Étaiement des berges des fouilles -- Lorsqu'une fouille a une trop grand étendue pour qu'il soit possible d'étayer les deux berges opposées par des pièces de bois traversant la fouille comme on le voit figure 804, ou encore que la fouille se trouve exécutée à flanc de coteau, on peut appliquer la méthode que nous indiquons figure 802 et qui consiste à soutenir les terres au moyen de contre-fiches.

Pour cet exemple, nous avons choisi le cas le plus défavorable, c'est-à-dire que nous avons supposé un terrain essentiellement meuble, sable ou gravier. En cette occurrence, on se trouve dans l'obligation de blinder le terrain coupé, c'est-à-dire le garnir de fortes planches et au besoin de madriers, suivant la poussée et la distance des contre-fiches.

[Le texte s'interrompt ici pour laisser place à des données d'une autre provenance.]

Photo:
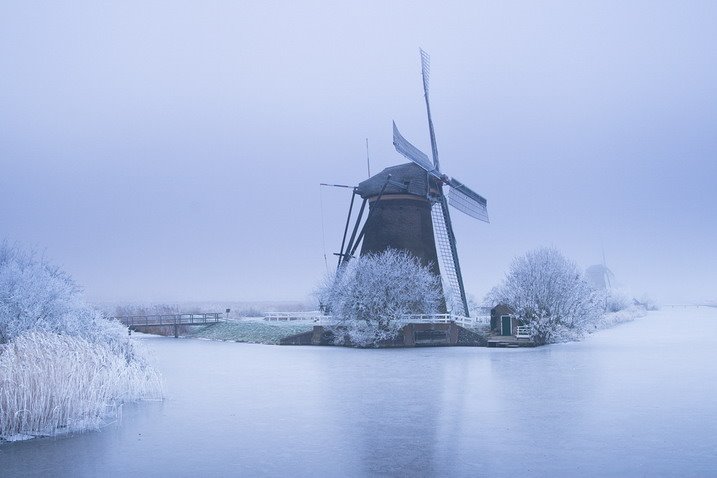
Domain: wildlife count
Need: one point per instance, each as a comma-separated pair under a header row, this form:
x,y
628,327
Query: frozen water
x,y
637,399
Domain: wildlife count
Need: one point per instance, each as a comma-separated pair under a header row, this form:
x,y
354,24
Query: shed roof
x,y
408,178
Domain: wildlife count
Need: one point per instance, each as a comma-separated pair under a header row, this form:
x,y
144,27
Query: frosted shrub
x,y
62,365
51,383
548,292
370,295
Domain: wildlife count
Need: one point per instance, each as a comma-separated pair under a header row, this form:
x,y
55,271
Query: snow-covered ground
x,y
633,400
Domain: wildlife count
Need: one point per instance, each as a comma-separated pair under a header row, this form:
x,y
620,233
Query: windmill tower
x,y
408,210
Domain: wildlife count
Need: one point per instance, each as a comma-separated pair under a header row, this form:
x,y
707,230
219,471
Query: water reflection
x,y
631,400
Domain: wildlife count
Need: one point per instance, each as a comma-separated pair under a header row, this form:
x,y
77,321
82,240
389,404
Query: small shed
x,y
503,320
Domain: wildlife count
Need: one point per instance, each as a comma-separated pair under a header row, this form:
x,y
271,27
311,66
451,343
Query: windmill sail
x,y
451,277
410,151
468,201
426,73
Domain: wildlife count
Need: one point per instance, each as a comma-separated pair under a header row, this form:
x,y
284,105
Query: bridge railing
x,y
169,319
318,319
311,315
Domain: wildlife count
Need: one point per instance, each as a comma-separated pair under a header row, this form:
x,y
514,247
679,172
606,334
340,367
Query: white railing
x,y
308,316
317,318
446,318
523,332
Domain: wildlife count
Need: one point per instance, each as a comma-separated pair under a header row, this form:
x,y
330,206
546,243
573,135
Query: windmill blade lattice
x,y
408,150
468,201
450,270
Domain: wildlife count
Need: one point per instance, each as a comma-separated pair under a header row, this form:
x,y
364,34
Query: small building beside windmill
x,y
504,321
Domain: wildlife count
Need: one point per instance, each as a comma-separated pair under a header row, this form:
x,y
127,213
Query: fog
x,y
173,150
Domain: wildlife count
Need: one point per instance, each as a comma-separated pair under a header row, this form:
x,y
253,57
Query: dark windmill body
x,y
409,210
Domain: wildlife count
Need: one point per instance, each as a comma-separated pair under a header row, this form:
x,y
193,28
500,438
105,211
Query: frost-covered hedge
x,y
369,296
63,366
550,293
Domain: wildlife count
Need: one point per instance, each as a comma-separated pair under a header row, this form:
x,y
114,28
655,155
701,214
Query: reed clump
x,y
63,365
51,383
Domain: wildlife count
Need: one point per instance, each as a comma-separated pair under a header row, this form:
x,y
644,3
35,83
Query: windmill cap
x,y
408,178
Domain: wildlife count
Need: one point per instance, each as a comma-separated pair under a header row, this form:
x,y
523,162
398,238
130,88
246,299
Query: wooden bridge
x,y
137,322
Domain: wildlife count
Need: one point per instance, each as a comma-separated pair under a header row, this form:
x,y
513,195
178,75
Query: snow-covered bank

Selon la nature plus ou moins meuble du terrain, on pose les planches à une certaine distance les unes des autres, ou on les met jointives, comme pour le cas de sable ou de gravier que nous envisageons, qui oblige même parfois à calfeutrer en plâtre les joints des planches.

Contre le blindage on place des couches, pièces de bois sur lesquelles viennent buter les contre-fiches qu'on empêche de glisser au moyen de coins fixés sur les couches par des broches ou des rappointis. Sur le sol, les contre-fiches viennent s'appuyer sur des plates-formes où elles sont rendues fixes par des cales en forme de coins.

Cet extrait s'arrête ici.